MOON KING with LEE PARADISE and BLUNT CHUNKS at Smiling Buddha (961 College), Tuesday (April 14), doors 8 pm. $9..
MOON KING with LEE PARADISE and BLUNT CHUNKS at Smiling Buddha (961 College), Tuesday (April 14), doors 8 pm. $9. northerntickets.com, rotate.com, soundscapesmusic.com.
To discuss Moon King‘s upcoming debut LP, Daniel Woodhead has chosen the most bizarre place I’ve ever interviewed anyone: the Galleria Shopping Centre, a desolate mall at Dufferin and Dupont anchored by a gleaming Dollarama and mom-and-pop stores peddling discount goods.
Woodhead sits in the empty atrium, sipping a can of root beer.

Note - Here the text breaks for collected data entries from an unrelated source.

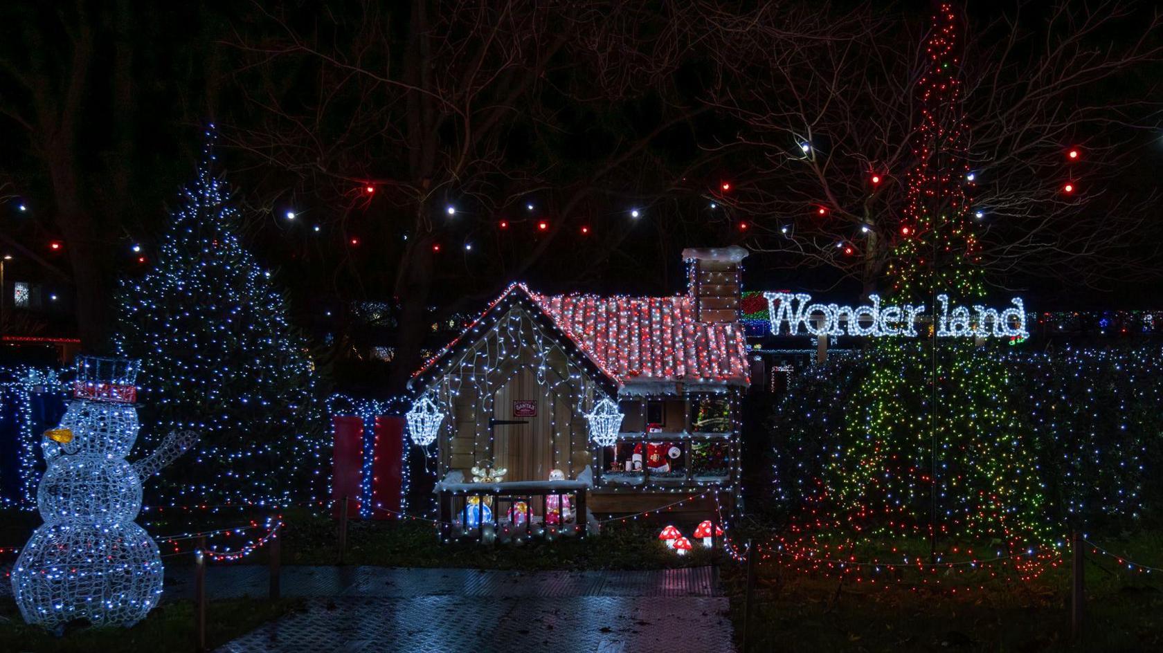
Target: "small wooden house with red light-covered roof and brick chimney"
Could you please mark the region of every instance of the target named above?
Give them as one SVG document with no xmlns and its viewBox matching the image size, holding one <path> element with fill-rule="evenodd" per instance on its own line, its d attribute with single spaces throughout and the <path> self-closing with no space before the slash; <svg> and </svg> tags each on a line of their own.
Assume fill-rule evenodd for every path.
<svg viewBox="0 0 1163 653">
<path fill-rule="evenodd" d="M 593 515 L 735 504 L 749 379 L 747 250 L 687 249 L 686 294 L 509 286 L 415 373 L 407 414 L 435 457 L 444 539 L 584 536 Z"/>
</svg>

When I ask why the Galleria, he says, “I grew up in downtown Toronto a block away from Honest Ed’s and Lee’s Palace, so I never hung out at the mall as a kid.”
Instead, Woodhead spent his youth playing all-ages shows across the city with his brother Airick in the rabble-rousing indie pop band Spiral Beach. When they disbanded in 2009, Airick moved to Montreal and became Doldrums, bassist Dorian Wolf formed Austra, and Woodhead, as he puts it, “sort of disappeared.”
He returned to Toronto a couple of years later armed with a batch of new songs and enlisted former Spiral Beach keyboardist/vocalist and long-time friend Maddy Wilde to help transform his rough sonic sketches into the whimsical, textured songs that now characterize Moon King. After two EPs and non-stop touring, Woodhead and Wilde set to work on the band’s first true LP, Secret Life (Last Gang).
“For Secret Life there were a bunch of songs written, and we ended up choosing the bleakest ones,” Woodhead laughs. “Lyrically, some of the songs relate to depression, to a feeling of really not knowing why I’m still doing this, why I’m sleeping on a friend’s sofa when half my friends are starting to settle down, go to school properly, get a real job.”
It’s Woodhead’s most personal work, and the music is rife with beautiful harmonies, pillowy synths and upbeat melodies, giving a rose-tinted veneer to any darker undertones.
Moon King are set to embark on a tour with his brother’s band, Doldrums – with whom Woodhead admits there is a bit of healthy yet completely supportive competition – and he’s already thinking about the next album, which he says will be much “shinier.”
It’s a cliche, but Woodhead truly is like a shark: if he doesn’t keep moving, he’ll die. He’s happiest when he’s writing songs and on the road, with no fixed address.
“I want to be able to experience everything I can while I’m still young and foolhardy, and the best way to do it seems to be living out of a suitcase. So I’ll just keep doing that.”